Since no one addressed this part, it is the ground elevation in meters above standard sea level. Then each device has a height, in meters, above ground level.


#16

I didn’t read that in David’s response. What I read was why ‘historically’ it has not been available up to now.

In the absence of published implementation gory details, I’m not buying that this one can’t be done for technical reasons nor that there is inherent risk in theoretically doing so.

There have already been lots of posts saying that the APIs are going to change (someday), so lets try to get this one into the ‘next train leaving the station’ so to speak before too many developers need to cook up workarounds.


#17

You left out that his statement is based on past responses from WeatherFlow.


#18

Gary you can choose to argue and seemingly defend WF, but about 3000 of us were ‘not’ around back in the alpha/beta days and simply are unable to find the thread of every discussion that has happened for a couple years thus far.

And regardless, answers change as more use-cases and explanations appear. Then was then. This is now.
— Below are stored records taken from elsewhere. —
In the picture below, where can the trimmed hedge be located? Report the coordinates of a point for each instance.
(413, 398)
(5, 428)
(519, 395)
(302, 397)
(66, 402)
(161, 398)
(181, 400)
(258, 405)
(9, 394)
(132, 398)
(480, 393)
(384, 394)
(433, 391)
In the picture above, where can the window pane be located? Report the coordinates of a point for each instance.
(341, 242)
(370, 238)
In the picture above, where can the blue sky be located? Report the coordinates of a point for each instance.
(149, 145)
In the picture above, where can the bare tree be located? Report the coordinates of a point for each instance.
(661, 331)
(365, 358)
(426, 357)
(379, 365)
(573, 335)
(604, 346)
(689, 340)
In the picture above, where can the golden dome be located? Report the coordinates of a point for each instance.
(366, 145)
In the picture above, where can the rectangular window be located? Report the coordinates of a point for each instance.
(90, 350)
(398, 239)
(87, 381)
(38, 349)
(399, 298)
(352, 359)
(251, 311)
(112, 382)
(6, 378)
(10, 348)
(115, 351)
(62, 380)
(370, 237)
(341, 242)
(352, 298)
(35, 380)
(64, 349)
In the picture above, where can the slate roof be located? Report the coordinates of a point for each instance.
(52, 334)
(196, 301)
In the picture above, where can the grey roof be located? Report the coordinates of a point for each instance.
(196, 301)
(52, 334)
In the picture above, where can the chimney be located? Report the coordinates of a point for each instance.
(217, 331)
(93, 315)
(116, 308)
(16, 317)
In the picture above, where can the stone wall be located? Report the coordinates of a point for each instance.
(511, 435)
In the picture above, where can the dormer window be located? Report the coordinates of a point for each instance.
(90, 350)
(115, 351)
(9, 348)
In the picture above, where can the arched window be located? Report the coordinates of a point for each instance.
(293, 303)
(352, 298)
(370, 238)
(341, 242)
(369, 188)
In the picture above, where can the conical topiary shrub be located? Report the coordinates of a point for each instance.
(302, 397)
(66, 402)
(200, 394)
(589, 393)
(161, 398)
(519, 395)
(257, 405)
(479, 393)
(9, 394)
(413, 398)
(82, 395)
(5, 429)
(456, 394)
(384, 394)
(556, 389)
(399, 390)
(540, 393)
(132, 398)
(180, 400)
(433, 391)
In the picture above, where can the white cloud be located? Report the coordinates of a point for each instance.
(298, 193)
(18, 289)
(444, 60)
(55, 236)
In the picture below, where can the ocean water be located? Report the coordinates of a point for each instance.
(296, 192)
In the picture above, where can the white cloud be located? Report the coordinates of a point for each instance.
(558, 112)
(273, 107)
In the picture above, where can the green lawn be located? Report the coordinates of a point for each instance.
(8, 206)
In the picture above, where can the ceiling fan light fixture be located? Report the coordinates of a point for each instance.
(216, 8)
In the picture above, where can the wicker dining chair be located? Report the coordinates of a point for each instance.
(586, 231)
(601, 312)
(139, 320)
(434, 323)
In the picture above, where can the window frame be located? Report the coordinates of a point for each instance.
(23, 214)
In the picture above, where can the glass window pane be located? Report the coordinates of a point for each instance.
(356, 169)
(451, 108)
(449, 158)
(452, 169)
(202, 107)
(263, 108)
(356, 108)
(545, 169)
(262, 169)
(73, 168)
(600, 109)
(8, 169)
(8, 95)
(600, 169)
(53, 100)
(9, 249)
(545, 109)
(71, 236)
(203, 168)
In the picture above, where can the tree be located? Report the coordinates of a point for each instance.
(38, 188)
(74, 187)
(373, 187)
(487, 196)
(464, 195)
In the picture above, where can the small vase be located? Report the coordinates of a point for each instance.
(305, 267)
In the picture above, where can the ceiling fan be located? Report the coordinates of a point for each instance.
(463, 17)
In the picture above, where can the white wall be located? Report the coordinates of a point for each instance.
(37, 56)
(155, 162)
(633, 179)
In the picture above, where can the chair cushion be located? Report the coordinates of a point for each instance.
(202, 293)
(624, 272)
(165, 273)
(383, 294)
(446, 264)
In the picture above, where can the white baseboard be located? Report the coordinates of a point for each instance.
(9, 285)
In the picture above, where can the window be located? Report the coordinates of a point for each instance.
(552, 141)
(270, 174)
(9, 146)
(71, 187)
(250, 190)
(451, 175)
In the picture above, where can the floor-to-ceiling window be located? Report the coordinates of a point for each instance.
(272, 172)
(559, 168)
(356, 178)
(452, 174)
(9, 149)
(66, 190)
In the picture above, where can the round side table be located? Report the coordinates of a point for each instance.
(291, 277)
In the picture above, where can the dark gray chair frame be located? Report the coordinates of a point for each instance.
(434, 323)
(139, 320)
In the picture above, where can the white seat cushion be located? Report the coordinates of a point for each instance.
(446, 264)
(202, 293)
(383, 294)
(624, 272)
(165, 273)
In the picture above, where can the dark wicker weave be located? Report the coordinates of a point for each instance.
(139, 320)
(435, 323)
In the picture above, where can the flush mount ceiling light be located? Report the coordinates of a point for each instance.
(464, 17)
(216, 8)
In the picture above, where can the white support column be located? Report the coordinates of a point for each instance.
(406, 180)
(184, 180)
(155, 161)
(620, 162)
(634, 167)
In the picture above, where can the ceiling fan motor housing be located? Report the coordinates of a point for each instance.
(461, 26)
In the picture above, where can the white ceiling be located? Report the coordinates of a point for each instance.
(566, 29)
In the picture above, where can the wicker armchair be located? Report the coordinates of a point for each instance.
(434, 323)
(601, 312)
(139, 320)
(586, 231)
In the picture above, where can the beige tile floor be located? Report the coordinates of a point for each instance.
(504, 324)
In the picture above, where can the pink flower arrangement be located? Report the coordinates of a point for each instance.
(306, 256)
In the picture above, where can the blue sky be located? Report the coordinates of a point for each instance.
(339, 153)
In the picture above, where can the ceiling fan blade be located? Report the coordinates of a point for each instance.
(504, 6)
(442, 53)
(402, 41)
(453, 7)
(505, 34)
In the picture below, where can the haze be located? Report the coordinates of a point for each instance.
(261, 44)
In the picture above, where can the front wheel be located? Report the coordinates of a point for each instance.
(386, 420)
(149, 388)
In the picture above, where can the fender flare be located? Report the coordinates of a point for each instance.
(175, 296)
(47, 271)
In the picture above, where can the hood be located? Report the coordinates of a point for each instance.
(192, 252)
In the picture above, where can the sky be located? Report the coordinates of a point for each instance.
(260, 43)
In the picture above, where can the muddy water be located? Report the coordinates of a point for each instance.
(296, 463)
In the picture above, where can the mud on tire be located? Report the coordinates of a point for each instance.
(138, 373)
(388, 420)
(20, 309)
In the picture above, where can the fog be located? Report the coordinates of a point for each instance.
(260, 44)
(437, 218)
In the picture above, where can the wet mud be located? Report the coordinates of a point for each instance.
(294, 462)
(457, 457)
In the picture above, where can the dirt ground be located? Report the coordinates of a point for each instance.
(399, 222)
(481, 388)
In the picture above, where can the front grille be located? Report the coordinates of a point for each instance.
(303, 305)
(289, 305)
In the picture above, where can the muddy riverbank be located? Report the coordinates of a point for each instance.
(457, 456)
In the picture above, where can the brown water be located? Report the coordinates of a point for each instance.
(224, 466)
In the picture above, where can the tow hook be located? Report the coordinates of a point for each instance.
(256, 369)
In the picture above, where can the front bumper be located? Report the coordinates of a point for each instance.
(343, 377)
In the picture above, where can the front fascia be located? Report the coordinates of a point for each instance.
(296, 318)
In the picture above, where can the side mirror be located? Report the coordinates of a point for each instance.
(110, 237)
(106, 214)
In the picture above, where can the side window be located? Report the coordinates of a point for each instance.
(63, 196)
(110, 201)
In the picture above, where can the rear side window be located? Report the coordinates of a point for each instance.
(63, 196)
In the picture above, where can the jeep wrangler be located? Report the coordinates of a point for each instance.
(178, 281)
I’m asking for today’s updated confirmation that the answer isn’t gonna change.


#19

I am not arguing.

This is what Bob wrote. He stated about the past. You quoted it and cut that part out.

This forum is only 10 months old.


#20

Just to clarify, I did go dig up the old post that @GaryFunk made back in March where he requested this (and more). @WFstaff responded and marked the feature request as solved. To me, marking it as solved without actually doing anything implies that they aren’t planning to add this. See Store variables on the Hub for all the details.

@vinceskahan, I agree with you. To date they have not provided any technical reasons why this can’t be done, hence my attempt to provide more justification why it should be re-considered.

Since the initial request in March, there are more users and more third party developers interested in this capability, but we’re still getting essentially the same response as before. And the response, at least the way it is presented, implies that no engineering evaluation to determine technical feasibility or engineering cost has been performed yet.